It's been eight decades since the Tasmanian tiger, a carnivorous marsupial, was declared extinct after the last of its kind died in a zoo in 1936. But there's new buzz after two separate, apparently credible sightings were reported in northern Australia, and scientists from James Cook University believe that they have teeth. "These animals, I've never seen anything like them before in my life," says one purported witness, per the Telegraph. "They were dog-shaped—I had a shepherd with me so I certainly know what dogs are about—and in the spotlight I could see they were tan (and) had stripes on their sides." Professor Bill Laurance is deploying 50 camera traps in hopes of capturing footage of the mysterious animal, also known as thylacine, reports the Guardian. Two other recent examples of endangered species have excited conservationists across the globe.

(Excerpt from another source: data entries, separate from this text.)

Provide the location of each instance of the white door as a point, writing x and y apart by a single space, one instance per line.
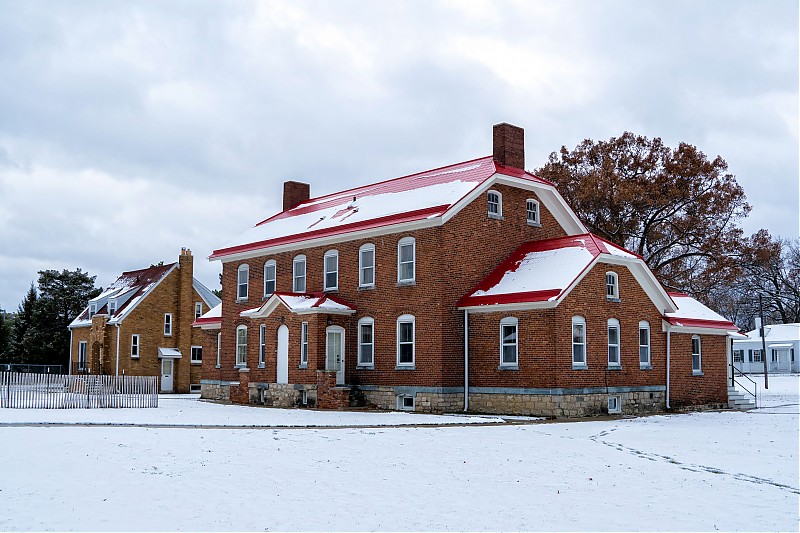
334 350
283 355
167 368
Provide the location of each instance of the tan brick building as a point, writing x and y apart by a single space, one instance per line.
364 297
141 325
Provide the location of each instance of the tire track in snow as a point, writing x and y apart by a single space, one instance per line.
691 467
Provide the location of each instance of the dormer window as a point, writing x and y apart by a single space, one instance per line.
612 286
495 200
532 212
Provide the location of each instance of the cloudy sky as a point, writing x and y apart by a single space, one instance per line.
130 129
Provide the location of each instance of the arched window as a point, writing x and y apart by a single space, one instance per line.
509 348
299 274
613 343
578 342
612 286
241 346
331 265
495 201
366 342
242 278
532 212
405 340
406 262
644 344
270 276
366 265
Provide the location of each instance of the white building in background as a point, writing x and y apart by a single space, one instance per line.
783 349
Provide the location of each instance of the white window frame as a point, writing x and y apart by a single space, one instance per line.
644 326
612 286
328 255
406 319
366 248
262 346
241 346
135 346
535 220
498 204
613 324
193 360
406 241
82 347
578 321
509 321
697 370
242 295
364 322
304 345
296 262
219 349
274 279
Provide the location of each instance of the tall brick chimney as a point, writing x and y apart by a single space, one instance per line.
295 193
509 145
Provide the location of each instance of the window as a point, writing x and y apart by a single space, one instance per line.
197 355
304 344
366 342
532 212
612 286
644 344
262 345
405 340
242 278
696 355
299 274
241 346
269 277
331 270
219 349
366 266
508 342
613 343
578 342
135 346
406 251
82 355
495 200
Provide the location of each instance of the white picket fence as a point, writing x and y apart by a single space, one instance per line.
59 391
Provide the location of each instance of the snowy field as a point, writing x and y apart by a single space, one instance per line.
702 471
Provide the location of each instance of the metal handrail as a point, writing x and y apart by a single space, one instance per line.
742 374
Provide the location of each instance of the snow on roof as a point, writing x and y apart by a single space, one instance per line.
692 313
409 198
301 303
540 271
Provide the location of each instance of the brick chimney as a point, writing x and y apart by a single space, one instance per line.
295 193
509 145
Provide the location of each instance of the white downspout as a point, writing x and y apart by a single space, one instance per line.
466 360
669 330
116 370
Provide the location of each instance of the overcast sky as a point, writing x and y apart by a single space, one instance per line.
131 129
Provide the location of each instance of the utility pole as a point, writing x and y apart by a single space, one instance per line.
763 342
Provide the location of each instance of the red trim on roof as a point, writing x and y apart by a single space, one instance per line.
411 216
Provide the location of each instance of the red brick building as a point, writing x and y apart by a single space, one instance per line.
478 276
141 325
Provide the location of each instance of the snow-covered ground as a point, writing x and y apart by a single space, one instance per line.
701 471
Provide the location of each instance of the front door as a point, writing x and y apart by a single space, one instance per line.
334 350
167 368
283 355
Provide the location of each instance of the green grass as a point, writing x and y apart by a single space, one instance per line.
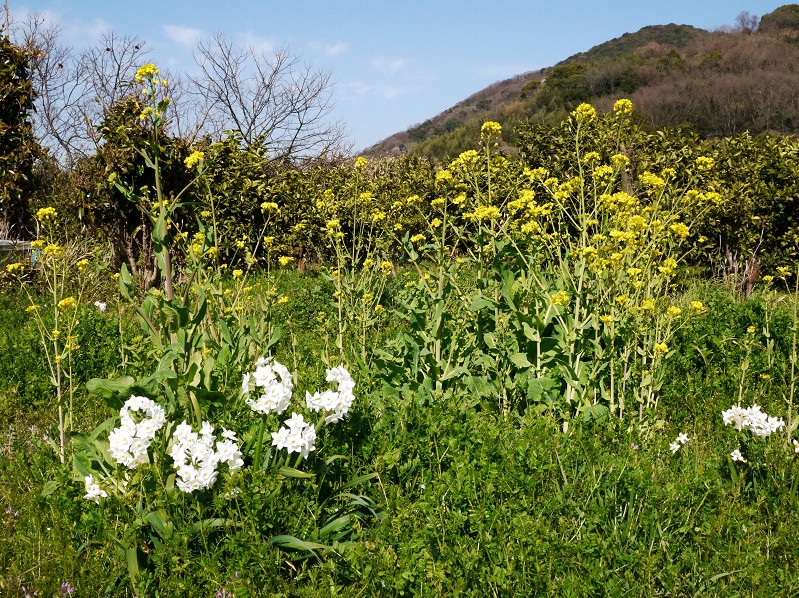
471 502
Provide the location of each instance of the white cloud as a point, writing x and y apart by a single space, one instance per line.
386 92
185 36
78 33
391 66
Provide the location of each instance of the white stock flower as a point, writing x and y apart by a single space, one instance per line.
93 490
296 436
754 419
130 441
275 393
333 404
196 459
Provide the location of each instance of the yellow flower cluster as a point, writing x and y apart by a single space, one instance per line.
53 250
67 303
619 161
680 230
704 163
193 159
46 214
603 174
697 306
653 182
443 175
623 107
560 298
490 129
482 213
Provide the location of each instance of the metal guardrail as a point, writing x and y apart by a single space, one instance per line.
12 250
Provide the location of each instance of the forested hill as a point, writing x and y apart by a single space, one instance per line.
740 78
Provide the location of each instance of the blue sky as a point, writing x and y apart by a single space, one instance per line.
394 64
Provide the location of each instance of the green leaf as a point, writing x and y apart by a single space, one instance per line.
520 360
50 487
294 473
294 543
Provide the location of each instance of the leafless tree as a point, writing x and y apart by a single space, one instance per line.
272 99
73 88
746 23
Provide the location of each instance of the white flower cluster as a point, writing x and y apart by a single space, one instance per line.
196 459
130 441
93 490
296 436
753 418
679 441
275 394
333 404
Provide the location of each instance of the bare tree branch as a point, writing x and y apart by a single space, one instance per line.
275 100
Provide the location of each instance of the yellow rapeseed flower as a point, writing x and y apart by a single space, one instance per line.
680 230
622 106
619 161
193 159
652 181
704 163
443 175
53 250
603 174
482 213
560 298
67 303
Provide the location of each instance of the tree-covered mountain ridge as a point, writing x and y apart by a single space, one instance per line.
741 78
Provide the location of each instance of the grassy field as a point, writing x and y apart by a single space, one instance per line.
447 494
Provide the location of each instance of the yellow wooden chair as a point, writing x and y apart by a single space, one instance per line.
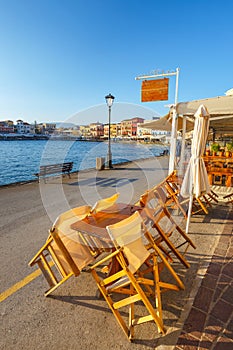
104 203
164 229
129 282
64 254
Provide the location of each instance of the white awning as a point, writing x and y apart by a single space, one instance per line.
216 106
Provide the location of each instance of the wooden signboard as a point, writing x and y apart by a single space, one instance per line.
154 90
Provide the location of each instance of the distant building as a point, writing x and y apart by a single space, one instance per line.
85 131
7 127
97 130
24 127
129 127
49 128
113 130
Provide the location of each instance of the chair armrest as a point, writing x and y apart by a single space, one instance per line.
106 258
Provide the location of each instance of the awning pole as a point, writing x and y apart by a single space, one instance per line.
182 158
174 128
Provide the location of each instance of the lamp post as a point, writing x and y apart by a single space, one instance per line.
109 100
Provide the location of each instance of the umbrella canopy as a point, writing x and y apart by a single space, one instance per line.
196 179
217 106
165 123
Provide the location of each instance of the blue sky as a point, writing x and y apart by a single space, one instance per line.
59 58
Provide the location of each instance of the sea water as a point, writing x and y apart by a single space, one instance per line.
20 159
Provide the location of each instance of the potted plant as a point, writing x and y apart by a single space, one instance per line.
229 147
215 148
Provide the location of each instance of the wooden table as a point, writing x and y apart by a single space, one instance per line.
219 169
94 225
94 232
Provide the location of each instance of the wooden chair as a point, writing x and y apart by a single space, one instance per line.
229 198
172 185
64 254
167 234
104 203
129 282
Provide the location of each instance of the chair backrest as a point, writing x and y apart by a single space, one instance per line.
104 203
63 222
127 234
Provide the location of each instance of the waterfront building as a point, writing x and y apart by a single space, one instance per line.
113 130
85 131
129 127
97 130
49 128
24 127
6 127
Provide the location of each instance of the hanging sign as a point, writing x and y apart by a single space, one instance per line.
154 90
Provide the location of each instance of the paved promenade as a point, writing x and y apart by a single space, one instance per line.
73 318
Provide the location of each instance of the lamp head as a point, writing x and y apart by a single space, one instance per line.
109 100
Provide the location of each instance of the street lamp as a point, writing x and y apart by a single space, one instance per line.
109 100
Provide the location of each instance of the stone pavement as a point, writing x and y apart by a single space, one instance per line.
209 324
73 318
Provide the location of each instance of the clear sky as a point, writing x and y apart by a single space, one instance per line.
59 58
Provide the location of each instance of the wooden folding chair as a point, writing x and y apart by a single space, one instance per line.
172 185
104 203
163 227
129 281
64 254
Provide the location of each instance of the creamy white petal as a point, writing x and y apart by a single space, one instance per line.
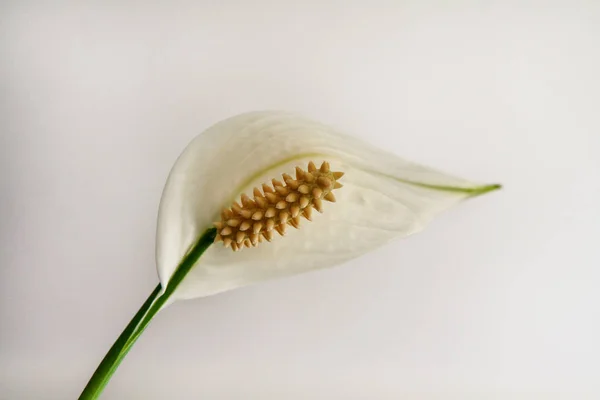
384 197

- A survey conducted by Freeland and Panthera recorded a new community of rare Indochinese tigers with at least six cubs in eastern Thailand, reports the BBC. Conservationists estimate that 250 tigers in this subspecies remain and credit anti-poaching efforts in Thailand for the rise in new populations.
- For the first time in decades, evidence of two panther kittens was recorded north of the Caloosahatchee River in Florida, says National Geographic. While balancing conservation efforts with the demands of the growing human population in this region is an ongoing struggle, this new generation of panthers shows that preserving their habitats yields results.